Collecting Heirloom Apple Trees in New England

John E. | May 6, 2013 10:31 AM

<Why Your Supermarket Only Sells 5 Kinds of Apples

And one man's quest to bring hundreds more back.

By Rowan Jacobsen | March/April 2013 Issue

EVERY FALL AT MAINE'S COMMON GROUND Country Fair, the Lollapalooza of sustainable agriculture, John Bunker sets out a display of eccentric apples. Last September, once again, they covered every possible size, shape, and color in the wide world of appleness. There was a gnarled little yellow thing called a Westfield Seek-No-Further; a purplish plum impostor called a Black Oxford; a massive, red-streaked Wolf River; and one of Thomas Jefferson's go-to fruits, the Esopus Spitzenburg.

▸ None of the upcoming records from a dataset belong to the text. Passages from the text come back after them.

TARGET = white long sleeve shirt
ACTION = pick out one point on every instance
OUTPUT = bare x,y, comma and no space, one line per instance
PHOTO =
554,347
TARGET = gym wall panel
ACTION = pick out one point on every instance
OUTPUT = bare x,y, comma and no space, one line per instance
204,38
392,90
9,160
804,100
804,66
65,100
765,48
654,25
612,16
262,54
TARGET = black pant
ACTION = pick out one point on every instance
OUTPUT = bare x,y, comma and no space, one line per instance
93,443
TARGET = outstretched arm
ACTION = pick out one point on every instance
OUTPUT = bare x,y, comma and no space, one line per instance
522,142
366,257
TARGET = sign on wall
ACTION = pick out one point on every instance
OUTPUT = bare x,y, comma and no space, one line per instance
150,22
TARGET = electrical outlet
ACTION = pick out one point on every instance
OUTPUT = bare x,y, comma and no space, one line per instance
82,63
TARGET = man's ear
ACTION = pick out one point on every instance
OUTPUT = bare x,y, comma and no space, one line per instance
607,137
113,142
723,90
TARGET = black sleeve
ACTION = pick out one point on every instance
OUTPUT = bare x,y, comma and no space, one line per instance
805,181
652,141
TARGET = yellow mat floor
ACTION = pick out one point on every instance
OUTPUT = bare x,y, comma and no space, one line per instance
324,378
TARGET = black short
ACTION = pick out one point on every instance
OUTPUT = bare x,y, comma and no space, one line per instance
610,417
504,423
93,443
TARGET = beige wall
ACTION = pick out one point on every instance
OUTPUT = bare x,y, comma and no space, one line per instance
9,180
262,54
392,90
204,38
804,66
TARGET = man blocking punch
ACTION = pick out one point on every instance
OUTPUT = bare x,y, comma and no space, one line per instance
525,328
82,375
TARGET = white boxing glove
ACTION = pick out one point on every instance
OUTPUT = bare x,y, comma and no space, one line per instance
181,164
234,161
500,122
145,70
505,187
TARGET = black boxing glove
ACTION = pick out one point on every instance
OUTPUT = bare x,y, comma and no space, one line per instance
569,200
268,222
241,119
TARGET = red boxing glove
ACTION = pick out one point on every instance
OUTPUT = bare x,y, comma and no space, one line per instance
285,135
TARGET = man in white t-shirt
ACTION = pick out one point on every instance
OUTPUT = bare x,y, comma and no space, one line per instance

Bunker is known in Maine as "The Apple Whisperer," or simply "The Apple Guy," and, after laboring for years in semi-obscurity, he has never been in more demand.

Through the catalog of Fedco Trees, a mail-order company he founded in Maine 30 years ago, Bunker has sown the seeds of a grassroots apple revolution.>

I ran across this story and found it interesting.

A great-great-great-grandson of one of the early settlers of my hometown in Minnesota is resurecting his family's heirloom apple. I think he has grafted 50 trees so far.